I have seen cases in which the MaxInterleaveFactor 4 makes better performance against MaxInterleaveFactor 2.
Let's see a simple example.
void test(char *dstPtr, const char *srcPtr, char *dstEnd) {
do {
memcpy(dstPtr, srcPtr, 8);
dstPtr += 8;
srcPtr += 8;
} while (dstPtr < dstEnd);
}InstCombine pass converts the memcpy into load and store because the length is 8.

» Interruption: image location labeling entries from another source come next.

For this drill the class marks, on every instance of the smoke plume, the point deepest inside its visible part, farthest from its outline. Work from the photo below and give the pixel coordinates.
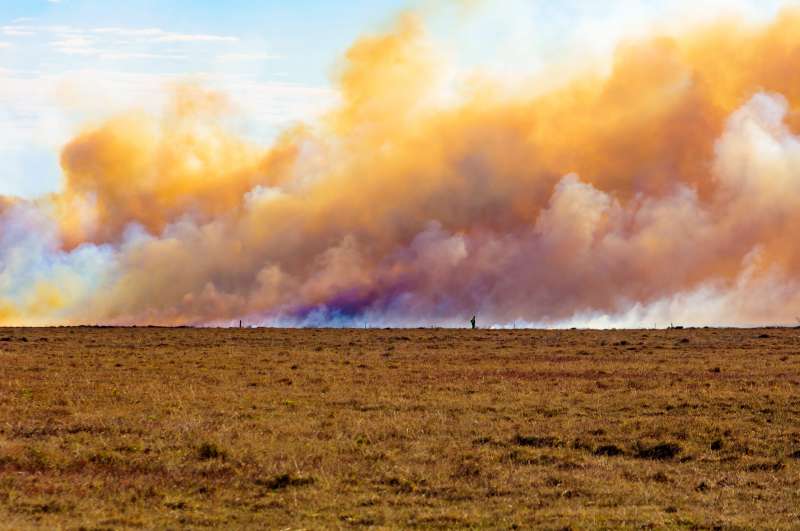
(668, 189)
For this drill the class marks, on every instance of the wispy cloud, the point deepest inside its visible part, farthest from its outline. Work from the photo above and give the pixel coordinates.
(247, 56)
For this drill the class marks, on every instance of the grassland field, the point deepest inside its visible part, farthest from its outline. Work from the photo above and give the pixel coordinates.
(150, 428)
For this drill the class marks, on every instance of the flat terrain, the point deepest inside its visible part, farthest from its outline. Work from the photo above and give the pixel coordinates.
(181, 428)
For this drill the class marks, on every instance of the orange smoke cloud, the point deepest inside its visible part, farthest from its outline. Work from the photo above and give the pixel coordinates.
(666, 190)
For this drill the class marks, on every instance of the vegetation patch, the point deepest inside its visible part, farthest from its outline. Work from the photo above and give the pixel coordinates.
(658, 452)
(284, 481)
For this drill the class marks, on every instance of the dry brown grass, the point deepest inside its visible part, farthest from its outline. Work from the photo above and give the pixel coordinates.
(159, 428)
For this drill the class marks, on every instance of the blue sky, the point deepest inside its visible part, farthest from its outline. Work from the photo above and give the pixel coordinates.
(66, 63)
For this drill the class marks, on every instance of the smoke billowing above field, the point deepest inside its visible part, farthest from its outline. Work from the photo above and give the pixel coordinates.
(666, 189)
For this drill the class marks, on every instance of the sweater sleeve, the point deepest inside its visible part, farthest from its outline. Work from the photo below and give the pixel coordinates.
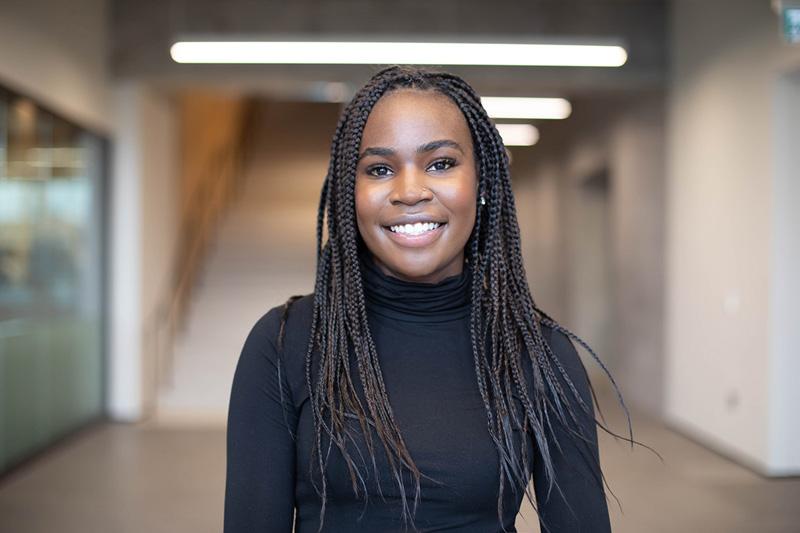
(260, 482)
(576, 502)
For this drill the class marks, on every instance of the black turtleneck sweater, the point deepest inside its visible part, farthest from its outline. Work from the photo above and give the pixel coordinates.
(421, 333)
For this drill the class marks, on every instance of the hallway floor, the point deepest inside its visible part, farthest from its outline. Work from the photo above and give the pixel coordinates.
(156, 478)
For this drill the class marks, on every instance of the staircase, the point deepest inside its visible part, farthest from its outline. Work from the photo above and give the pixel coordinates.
(262, 253)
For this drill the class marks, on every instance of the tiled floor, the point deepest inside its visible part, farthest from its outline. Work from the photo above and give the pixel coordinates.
(146, 478)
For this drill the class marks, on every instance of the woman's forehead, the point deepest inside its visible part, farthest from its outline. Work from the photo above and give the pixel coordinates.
(413, 113)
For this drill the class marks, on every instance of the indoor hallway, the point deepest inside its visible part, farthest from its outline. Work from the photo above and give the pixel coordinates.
(154, 478)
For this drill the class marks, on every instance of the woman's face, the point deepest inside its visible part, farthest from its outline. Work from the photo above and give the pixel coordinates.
(416, 185)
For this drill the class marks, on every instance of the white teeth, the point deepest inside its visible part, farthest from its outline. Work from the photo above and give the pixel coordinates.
(415, 229)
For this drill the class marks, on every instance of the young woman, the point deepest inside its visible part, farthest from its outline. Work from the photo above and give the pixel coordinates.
(419, 387)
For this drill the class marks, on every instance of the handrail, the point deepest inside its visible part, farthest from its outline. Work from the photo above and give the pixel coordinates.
(207, 203)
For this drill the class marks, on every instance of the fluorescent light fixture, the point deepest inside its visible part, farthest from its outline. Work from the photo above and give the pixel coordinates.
(527, 108)
(384, 53)
(518, 134)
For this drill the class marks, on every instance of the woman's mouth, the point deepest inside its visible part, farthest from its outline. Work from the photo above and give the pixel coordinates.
(417, 228)
(416, 234)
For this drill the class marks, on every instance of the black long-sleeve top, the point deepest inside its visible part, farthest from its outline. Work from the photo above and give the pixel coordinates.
(421, 333)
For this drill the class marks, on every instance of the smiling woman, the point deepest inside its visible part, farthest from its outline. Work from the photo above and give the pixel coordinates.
(419, 387)
(416, 185)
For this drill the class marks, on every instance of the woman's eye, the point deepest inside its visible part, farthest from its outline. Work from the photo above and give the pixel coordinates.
(442, 164)
(379, 170)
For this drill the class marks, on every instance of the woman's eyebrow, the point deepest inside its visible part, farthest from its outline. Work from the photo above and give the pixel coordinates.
(427, 147)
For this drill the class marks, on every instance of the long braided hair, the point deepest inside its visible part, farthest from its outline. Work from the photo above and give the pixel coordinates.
(505, 323)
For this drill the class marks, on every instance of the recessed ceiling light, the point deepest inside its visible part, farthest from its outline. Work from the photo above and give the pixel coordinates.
(526, 108)
(518, 134)
(386, 53)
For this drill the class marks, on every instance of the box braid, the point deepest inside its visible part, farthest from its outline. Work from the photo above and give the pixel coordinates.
(505, 323)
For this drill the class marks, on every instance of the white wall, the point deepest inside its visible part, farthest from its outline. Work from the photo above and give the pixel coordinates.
(721, 334)
(144, 229)
(56, 53)
(784, 423)
(594, 254)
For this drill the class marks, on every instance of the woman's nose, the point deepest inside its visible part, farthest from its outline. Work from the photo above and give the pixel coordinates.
(410, 187)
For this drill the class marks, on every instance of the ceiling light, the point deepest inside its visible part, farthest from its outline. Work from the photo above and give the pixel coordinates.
(526, 108)
(411, 53)
(518, 134)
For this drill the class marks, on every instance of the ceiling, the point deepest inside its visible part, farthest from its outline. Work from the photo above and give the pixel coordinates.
(143, 30)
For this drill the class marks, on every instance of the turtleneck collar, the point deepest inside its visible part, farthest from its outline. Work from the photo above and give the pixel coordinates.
(410, 301)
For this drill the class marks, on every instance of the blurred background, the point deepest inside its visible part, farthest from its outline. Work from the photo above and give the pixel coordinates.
(152, 209)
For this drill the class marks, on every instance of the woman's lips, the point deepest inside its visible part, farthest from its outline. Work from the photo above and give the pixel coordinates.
(415, 241)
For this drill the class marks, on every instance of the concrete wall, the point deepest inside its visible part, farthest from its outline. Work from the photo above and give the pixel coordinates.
(725, 333)
(56, 52)
(636, 156)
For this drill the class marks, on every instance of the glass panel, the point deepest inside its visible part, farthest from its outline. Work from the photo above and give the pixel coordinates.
(50, 278)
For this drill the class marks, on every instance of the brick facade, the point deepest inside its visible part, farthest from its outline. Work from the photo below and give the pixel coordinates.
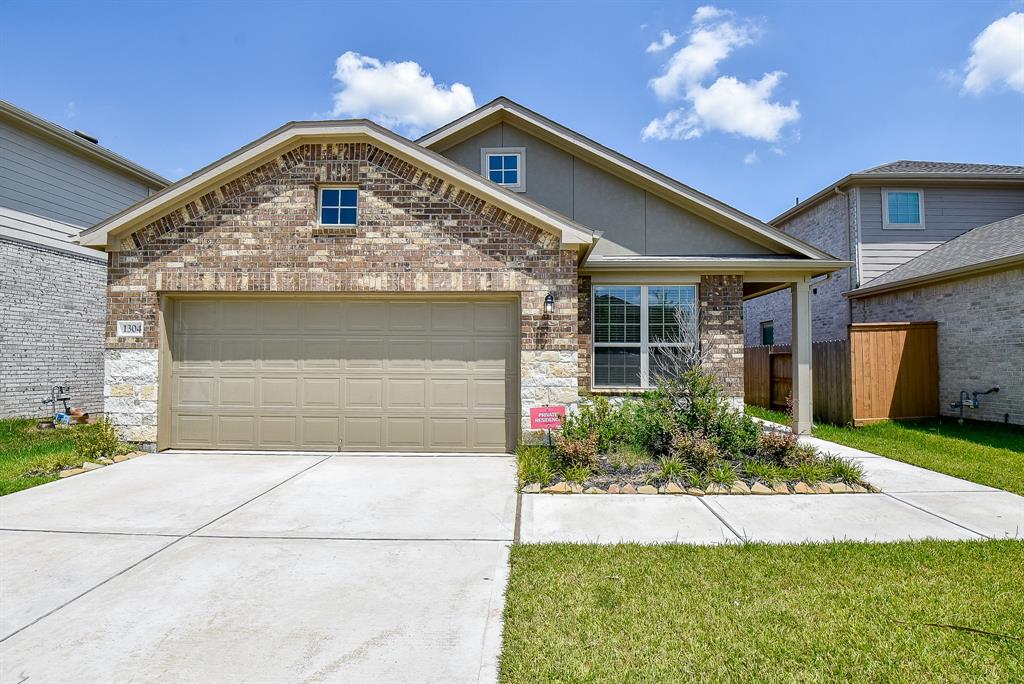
(51, 323)
(981, 337)
(417, 233)
(825, 226)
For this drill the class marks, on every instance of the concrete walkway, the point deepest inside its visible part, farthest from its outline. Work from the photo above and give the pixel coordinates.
(231, 567)
(914, 504)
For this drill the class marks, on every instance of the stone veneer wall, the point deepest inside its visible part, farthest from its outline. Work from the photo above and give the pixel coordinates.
(417, 233)
(51, 328)
(721, 303)
(825, 226)
(981, 337)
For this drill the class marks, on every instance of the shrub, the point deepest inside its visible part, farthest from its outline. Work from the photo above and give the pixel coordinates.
(536, 464)
(574, 451)
(627, 457)
(775, 446)
(722, 473)
(672, 469)
(694, 450)
(97, 440)
(597, 418)
(765, 471)
(842, 469)
(578, 474)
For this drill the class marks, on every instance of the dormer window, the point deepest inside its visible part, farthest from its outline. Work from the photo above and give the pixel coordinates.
(505, 166)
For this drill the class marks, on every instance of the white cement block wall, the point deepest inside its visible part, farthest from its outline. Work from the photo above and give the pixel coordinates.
(52, 309)
(981, 337)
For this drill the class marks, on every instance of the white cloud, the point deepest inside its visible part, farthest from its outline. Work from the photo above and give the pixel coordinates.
(396, 94)
(728, 104)
(997, 56)
(666, 41)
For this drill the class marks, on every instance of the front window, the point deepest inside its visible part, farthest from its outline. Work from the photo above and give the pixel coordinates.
(505, 166)
(339, 206)
(902, 209)
(642, 333)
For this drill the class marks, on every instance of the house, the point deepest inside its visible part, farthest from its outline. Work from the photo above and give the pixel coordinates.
(879, 219)
(974, 287)
(336, 286)
(53, 182)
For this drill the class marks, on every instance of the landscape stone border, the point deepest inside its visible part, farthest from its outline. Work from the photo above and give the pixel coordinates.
(737, 487)
(100, 463)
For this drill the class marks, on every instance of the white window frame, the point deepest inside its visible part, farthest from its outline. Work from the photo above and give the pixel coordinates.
(886, 225)
(487, 153)
(320, 206)
(645, 344)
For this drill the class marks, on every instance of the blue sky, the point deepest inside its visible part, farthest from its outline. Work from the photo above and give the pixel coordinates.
(771, 100)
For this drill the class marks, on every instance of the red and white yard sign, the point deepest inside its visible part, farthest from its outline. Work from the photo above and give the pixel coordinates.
(546, 418)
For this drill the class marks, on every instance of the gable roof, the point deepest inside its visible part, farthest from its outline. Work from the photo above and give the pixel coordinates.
(503, 109)
(82, 145)
(907, 166)
(906, 170)
(984, 248)
(297, 132)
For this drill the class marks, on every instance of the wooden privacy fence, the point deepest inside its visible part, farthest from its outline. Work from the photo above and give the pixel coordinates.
(883, 371)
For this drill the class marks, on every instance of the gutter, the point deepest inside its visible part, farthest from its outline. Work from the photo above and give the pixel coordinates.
(952, 273)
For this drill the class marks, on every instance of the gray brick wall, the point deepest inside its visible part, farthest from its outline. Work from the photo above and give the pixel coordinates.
(824, 226)
(981, 337)
(52, 308)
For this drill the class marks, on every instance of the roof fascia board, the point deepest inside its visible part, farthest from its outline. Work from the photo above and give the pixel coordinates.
(289, 135)
(885, 178)
(931, 279)
(647, 178)
(57, 134)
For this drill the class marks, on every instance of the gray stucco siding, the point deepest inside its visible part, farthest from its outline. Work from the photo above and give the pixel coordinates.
(948, 212)
(634, 221)
(46, 179)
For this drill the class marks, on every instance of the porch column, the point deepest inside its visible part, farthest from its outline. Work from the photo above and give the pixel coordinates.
(802, 398)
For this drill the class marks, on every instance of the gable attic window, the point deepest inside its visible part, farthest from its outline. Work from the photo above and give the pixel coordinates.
(339, 206)
(505, 166)
(902, 209)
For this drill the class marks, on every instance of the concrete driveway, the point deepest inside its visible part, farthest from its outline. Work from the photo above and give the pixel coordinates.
(259, 567)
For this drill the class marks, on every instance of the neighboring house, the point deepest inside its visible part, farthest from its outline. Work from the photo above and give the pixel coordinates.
(53, 182)
(335, 286)
(879, 219)
(974, 287)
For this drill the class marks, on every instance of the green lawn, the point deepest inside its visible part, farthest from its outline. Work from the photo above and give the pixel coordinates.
(30, 457)
(834, 612)
(984, 453)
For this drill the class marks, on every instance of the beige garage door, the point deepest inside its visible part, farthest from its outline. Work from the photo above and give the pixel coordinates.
(393, 375)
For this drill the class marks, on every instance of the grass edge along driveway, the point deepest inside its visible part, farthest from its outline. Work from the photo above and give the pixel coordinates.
(989, 454)
(829, 612)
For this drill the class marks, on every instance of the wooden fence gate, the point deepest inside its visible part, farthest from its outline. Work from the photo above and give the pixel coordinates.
(884, 371)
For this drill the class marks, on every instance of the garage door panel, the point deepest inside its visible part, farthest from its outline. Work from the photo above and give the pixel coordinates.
(238, 431)
(376, 375)
(280, 353)
(321, 392)
(238, 392)
(279, 431)
(406, 354)
(407, 432)
(406, 393)
(279, 393)
(321, 432)
(364, 432)
(240, 316)
(239, 353)
(364, 393)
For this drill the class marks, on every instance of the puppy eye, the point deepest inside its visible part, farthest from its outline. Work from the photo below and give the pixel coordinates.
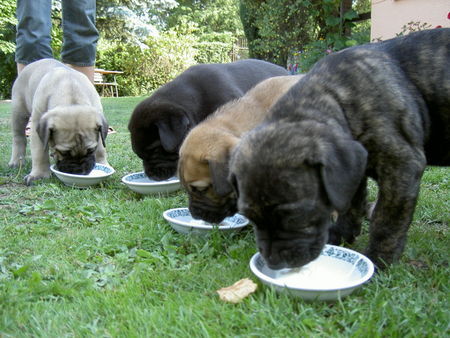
(196, 189)
(233, 181)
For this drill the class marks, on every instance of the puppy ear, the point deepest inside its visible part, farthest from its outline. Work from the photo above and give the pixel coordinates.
(342, 172)
(172, 132)
(220, 169)
(44, 131)
(103, 129)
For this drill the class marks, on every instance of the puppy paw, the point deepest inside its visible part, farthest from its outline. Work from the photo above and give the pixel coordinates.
(16, 163)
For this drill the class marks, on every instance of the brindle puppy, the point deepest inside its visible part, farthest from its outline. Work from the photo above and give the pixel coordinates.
(204, 154)
(160, 123)
(380, 110)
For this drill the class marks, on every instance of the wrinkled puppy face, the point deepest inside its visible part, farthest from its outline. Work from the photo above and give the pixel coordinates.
(288, 208)
(158, 163)
(211, 198)
(157, 131)
(289, 185)
(203, 171)
(73, 134)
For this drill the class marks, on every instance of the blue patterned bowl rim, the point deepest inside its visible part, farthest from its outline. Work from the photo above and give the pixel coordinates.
(128, 179)
(106, 169)
(363, 264)
(237, 221)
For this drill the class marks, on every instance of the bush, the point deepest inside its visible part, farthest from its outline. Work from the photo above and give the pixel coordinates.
(159, 60)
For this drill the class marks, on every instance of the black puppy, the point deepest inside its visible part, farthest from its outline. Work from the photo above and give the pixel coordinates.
(160, 123)
(380, 110)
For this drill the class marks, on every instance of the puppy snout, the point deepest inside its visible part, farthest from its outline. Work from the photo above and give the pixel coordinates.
(78, 166)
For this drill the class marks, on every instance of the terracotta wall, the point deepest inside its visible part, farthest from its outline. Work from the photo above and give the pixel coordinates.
(389, 16)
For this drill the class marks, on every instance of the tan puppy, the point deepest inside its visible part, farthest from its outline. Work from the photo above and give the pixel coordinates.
(204, 154)
(66, 118)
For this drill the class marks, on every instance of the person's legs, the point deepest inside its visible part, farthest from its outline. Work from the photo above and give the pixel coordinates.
(33, 32)
(80, 35)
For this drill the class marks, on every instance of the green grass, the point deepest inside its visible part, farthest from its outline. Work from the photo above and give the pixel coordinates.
(102, 262)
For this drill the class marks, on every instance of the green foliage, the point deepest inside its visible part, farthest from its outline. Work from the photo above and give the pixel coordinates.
(276, 28)
(208, 16)
(161, 59)
(103, 262)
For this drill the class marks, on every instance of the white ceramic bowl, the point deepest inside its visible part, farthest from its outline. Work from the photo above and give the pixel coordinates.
(334, 274)
(181, 220)
(98, 174)
(142, 184)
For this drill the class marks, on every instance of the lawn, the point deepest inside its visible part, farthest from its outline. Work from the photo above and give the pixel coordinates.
(102, 262)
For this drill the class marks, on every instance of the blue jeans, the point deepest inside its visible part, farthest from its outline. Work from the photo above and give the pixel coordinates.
(79, 32)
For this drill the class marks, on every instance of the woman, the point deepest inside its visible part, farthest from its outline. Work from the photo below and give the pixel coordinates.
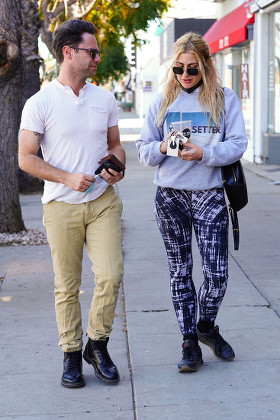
(190, 192)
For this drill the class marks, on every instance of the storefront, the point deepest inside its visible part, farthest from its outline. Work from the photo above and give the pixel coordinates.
(231, 42)
(267, 83)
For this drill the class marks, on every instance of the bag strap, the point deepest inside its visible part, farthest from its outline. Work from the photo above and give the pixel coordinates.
(235, 228)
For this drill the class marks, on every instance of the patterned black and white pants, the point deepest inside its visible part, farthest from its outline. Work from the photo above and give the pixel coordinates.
(177, 211)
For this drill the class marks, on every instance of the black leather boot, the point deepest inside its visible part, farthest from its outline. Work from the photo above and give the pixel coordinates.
(72, 376)
(97, 355)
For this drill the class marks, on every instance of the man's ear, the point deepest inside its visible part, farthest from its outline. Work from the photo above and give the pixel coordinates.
(67, 52)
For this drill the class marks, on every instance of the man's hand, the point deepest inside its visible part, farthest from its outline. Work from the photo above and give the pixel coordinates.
(111, 177)
(78, 181)
(193, 152)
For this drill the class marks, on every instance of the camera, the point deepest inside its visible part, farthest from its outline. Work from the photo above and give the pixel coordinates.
(178, 140)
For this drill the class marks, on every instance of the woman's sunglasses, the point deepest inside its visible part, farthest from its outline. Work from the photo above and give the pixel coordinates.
(190, 71)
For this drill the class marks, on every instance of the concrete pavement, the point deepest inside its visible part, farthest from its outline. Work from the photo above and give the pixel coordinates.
(146, 342)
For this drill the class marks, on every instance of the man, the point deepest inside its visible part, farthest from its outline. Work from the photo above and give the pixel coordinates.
(76, 125)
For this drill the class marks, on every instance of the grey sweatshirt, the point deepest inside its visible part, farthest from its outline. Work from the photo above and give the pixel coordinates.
(172, 172)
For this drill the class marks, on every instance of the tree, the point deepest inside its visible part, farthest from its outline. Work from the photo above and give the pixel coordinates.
(30, 33)
(115, 20)
(11, 88)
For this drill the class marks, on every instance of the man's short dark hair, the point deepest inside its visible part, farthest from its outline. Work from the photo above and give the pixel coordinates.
(70, 33)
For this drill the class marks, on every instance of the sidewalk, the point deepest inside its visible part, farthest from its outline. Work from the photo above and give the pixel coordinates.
(146, 342)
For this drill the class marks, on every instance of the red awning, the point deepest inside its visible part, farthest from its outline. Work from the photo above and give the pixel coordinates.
(229, 30)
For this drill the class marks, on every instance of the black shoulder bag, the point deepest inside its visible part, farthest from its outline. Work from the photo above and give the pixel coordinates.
(236, 190)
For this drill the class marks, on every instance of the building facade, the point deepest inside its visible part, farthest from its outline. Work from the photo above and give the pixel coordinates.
(245, 42)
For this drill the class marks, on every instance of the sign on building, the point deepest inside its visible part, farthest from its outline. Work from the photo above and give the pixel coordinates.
(244, 81)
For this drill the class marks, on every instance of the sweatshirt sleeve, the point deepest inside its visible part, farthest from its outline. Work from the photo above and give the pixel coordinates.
(148, 146)
(235, 139)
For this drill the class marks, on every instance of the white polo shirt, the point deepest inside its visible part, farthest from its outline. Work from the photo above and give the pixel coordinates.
(74, 133)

The vecotrized assembly output from MaxInterleaveFactor 2 and 4 are as below.
MaxInterleaveFactor 2
.LBB0_7: // %vector.body
// =>This Inner Loop Header: Depth=1
ldp q0, q1, [x13, #-16]
add x13, x13, #32
subs x14, x14, #4
stp q0, q1, [x12, #-16]
add x12, x12, #32
b.ne .LBB0_7
MaxInterleaveFactor 4
.LBB0_7: // %vector.body
// =>This Inner Loop Header: Depth=1
ldp q0, q1, [x12, #-32]
subs x14, x14, #8
ldp q2, q3, [x12], #64
stp q0, q1, [x13, #-32]
stp q2, q3, [x13], #64
b.ne .LBB0_7Given the number of instructions, the output of MaxInterleaveFactor 4 could handle 2 times more data ideally than MaxInterleaveFactor 2 one per iteration.